Depuis ce matin, je n'ai fait que marcher le long des rues aux visages circonspects, sur les pavés usés d'une ville inconnue ; jouant de temps à autre à l'équilibriste sur les bordures de trottoir. Le jour est passé comme une brise fugitive sur ma joue. Je n'ai pas vu les minutes se fondre dans les heures, ni les nuages recouvrirent la timidité du soleil automnal. J'ai marché jusqu'à demain ou peut-être était-ce hier ? Je ne sais plus vraiment. Les destinations ont toujours été floues et vagues à ma vision. Aller nulle part, sans carte ou boussole et me laisser prendre par l'instinct. Par le hasard, qu'il soit bon ou mauvais.

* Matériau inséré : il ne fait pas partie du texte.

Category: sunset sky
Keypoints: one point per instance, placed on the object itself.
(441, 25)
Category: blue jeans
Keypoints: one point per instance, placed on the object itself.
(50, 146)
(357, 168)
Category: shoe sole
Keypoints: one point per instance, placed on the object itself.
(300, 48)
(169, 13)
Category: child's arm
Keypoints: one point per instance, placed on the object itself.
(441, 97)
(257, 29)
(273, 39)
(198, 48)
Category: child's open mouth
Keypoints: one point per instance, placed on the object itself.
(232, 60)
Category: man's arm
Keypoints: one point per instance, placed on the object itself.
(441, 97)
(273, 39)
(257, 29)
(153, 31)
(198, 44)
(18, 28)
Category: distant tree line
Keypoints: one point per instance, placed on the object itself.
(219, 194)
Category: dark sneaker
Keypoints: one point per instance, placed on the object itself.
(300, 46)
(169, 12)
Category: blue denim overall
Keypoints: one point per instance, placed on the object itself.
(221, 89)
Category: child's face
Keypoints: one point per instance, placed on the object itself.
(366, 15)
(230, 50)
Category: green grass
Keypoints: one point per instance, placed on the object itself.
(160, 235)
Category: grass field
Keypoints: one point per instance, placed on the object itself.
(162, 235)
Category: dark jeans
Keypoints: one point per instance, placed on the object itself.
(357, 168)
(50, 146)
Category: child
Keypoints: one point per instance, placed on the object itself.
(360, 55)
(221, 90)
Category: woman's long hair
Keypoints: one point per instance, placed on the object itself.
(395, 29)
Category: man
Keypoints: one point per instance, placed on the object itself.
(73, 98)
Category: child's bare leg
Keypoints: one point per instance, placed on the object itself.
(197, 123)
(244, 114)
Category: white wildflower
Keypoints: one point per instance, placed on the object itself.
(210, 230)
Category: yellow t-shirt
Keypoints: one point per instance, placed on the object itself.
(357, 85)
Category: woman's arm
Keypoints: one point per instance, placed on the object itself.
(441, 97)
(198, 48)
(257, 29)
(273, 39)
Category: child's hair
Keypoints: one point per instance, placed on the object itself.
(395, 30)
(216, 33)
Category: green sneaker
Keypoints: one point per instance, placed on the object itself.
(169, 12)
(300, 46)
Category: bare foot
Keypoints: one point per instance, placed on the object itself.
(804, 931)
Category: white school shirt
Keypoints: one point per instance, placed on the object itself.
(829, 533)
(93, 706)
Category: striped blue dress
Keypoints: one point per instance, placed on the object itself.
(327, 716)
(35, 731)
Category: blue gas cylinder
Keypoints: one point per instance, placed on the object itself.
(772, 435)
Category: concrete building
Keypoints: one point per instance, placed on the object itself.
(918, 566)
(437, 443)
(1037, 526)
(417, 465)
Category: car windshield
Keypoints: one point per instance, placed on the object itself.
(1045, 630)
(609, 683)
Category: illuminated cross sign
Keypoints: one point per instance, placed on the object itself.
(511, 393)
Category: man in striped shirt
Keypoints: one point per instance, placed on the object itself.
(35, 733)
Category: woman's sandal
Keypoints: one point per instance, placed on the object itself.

J'ai tant laissé mes jambes m'emporter que les immeubles abîmés se sont effacés, que les pavés se sont changés en béton routier. Les lampadaires défectueux ont disparus eux aussi et autour de moi, il n'y que la grandeur des arbres dont la cime frôle le ciel et la fraîcheur du vent du soir venant tout juste de tomber.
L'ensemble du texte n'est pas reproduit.